A three day final hearing is set down to determine the matter over 15-17 May 2017. So 2 years and two months after the state election, the matter reaches hearing stage.]

In returns lodged with the NSW Electoral Commission, No Land Tax reported $860,137 in campaign expenditure, while the second candidate on the ticket, Pasquale (Pat) Carbone separately reported just over $178,000 of expenditure, largely on printing, postage and flyer distribution.

No Land Tax reported funds raised of $196,284, made up of $106,434 in donations and subscriptions and nearly $90,000 in loans in 2014 and 2015, including loans from Jones and Carbone.

One declared donation of $2000 appears to have been made by a property developer, CRO Developments Pty Ltd, in contravention of funding laws which prohibit donations from such sources.

(With respect to prohibited donors, the definition of “property developer” is limited to corporations that regularly submit development applications, and persons closely associated with them.)

Other donations were made by a range of property ownership, real estate and construction interests.

In his separate return, Carbone reported putting $177,000 into his own campaign during March 2015. Another candidate, Agostino (Gus) Macri, reported putting $25,000 into his own campaign, spending it on the printing of flyers.
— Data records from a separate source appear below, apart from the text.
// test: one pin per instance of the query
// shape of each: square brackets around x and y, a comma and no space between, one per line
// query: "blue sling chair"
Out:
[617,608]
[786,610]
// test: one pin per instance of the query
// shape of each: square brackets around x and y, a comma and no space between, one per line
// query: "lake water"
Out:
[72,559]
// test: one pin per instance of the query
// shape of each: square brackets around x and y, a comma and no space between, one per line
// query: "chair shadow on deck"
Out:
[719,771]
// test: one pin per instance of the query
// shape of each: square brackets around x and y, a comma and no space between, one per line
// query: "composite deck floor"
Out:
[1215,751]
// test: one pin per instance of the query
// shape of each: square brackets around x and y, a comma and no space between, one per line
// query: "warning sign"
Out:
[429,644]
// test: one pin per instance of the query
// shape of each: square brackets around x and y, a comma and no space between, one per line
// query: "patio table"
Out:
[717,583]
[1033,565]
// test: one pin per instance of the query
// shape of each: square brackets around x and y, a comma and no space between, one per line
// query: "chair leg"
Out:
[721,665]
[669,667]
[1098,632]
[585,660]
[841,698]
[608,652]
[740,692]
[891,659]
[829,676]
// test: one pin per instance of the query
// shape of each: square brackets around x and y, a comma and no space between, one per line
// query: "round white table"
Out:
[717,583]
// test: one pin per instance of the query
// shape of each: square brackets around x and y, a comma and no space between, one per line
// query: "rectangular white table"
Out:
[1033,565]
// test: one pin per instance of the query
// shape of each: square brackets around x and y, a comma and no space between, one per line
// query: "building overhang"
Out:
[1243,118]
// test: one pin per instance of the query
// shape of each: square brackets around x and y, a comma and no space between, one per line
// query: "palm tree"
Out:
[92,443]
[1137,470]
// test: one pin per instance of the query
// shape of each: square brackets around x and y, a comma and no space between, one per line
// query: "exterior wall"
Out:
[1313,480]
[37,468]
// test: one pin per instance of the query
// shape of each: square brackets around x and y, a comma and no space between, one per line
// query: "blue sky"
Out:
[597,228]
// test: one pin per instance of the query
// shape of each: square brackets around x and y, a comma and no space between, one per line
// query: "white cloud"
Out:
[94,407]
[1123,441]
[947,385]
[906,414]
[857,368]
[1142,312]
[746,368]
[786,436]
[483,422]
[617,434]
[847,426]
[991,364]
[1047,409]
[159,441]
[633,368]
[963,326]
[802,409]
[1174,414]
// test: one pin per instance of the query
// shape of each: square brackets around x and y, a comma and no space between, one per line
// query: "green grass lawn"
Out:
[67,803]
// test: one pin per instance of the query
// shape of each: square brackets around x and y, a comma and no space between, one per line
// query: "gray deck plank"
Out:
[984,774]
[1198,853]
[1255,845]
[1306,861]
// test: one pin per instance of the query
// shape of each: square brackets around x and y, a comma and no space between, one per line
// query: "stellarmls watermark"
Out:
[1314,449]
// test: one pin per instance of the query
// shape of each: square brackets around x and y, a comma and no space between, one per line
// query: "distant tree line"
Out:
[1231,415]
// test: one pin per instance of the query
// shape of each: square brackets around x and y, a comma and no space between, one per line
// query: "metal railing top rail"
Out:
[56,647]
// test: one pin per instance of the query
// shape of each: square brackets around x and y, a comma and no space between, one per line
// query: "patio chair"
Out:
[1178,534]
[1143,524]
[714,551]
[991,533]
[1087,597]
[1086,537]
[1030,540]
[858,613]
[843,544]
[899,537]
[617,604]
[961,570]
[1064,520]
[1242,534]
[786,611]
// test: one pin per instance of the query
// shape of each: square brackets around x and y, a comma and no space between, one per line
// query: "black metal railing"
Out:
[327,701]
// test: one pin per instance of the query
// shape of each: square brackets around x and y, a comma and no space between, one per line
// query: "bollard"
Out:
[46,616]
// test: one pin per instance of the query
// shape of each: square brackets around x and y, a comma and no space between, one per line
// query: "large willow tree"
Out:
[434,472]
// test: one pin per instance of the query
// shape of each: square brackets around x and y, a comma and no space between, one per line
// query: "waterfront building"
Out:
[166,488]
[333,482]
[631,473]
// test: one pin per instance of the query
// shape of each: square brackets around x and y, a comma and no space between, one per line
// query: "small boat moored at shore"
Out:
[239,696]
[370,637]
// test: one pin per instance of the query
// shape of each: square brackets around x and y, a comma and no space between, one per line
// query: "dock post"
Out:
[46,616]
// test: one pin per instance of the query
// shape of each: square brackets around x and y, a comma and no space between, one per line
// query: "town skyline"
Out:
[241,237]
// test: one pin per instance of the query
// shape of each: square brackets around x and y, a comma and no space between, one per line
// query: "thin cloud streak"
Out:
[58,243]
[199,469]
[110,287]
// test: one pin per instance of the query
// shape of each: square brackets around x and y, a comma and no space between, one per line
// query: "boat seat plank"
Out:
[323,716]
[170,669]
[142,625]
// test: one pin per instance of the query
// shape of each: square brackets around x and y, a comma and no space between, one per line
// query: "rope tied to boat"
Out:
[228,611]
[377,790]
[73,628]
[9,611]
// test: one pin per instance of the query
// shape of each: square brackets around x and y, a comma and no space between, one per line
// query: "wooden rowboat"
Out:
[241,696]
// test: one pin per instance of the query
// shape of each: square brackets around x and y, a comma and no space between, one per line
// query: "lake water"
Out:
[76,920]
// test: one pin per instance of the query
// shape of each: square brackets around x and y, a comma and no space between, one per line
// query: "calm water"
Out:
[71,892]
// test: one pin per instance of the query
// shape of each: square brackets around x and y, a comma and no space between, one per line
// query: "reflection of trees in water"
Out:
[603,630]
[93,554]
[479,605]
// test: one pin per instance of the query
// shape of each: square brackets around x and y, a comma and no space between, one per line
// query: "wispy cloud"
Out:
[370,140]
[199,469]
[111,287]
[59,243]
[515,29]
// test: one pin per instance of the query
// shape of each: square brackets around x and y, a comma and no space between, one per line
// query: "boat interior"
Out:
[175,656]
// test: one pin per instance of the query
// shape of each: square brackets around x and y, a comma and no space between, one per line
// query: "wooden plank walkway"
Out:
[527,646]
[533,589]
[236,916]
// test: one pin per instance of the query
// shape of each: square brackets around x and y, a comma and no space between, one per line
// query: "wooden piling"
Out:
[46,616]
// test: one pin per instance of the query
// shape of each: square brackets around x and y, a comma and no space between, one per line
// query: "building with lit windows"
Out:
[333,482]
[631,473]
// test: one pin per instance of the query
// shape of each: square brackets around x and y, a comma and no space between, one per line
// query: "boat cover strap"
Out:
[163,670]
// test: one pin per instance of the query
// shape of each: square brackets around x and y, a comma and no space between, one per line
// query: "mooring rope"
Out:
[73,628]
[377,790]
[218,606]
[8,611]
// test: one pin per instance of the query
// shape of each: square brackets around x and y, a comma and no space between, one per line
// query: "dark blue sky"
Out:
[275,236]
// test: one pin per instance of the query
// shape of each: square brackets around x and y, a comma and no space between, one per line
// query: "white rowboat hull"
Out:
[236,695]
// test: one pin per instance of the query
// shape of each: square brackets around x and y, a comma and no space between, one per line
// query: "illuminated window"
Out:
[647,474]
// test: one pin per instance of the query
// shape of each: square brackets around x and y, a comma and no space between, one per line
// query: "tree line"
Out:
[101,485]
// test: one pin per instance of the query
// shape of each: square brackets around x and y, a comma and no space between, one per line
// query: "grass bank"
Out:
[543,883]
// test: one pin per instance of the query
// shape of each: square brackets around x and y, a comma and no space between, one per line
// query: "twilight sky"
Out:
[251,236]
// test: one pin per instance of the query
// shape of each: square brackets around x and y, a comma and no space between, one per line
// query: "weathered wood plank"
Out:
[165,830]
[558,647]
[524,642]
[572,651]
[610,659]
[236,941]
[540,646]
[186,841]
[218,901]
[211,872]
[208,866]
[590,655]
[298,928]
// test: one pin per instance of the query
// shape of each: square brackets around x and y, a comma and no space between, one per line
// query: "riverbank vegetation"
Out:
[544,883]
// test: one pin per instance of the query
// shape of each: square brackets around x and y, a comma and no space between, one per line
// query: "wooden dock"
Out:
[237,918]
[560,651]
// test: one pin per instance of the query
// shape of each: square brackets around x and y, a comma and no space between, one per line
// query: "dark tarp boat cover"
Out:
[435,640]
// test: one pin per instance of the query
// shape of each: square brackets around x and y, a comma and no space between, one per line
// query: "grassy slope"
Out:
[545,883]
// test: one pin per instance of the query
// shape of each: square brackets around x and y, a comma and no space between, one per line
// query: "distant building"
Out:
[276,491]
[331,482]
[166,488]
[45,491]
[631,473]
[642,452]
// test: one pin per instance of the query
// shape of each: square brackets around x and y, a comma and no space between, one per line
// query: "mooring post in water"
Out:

Macri was reported to have had a falling out with Jones in the days before the election.

After employment expenses, No Land Tax’ largest single expense was $67,209 for the development of its website in September 2014. Nearly $21,000 was spent on the development of an election worker database. On the Monday after the election, it spent $8,800 on an election worker call centre.

No Land Tax is no longer listed on the NSW Electoral Commission’s register of political parties. It had featured on the register as recently as 4 July 2015. Parties are required to submit an annual return by June 30 each year to establish their continuing eligibility for registration. Registration as a party to contest state elections requires a membership of at least 750. In their election return, No Land Tax reported that they had 5 members paying $99 subscriptions.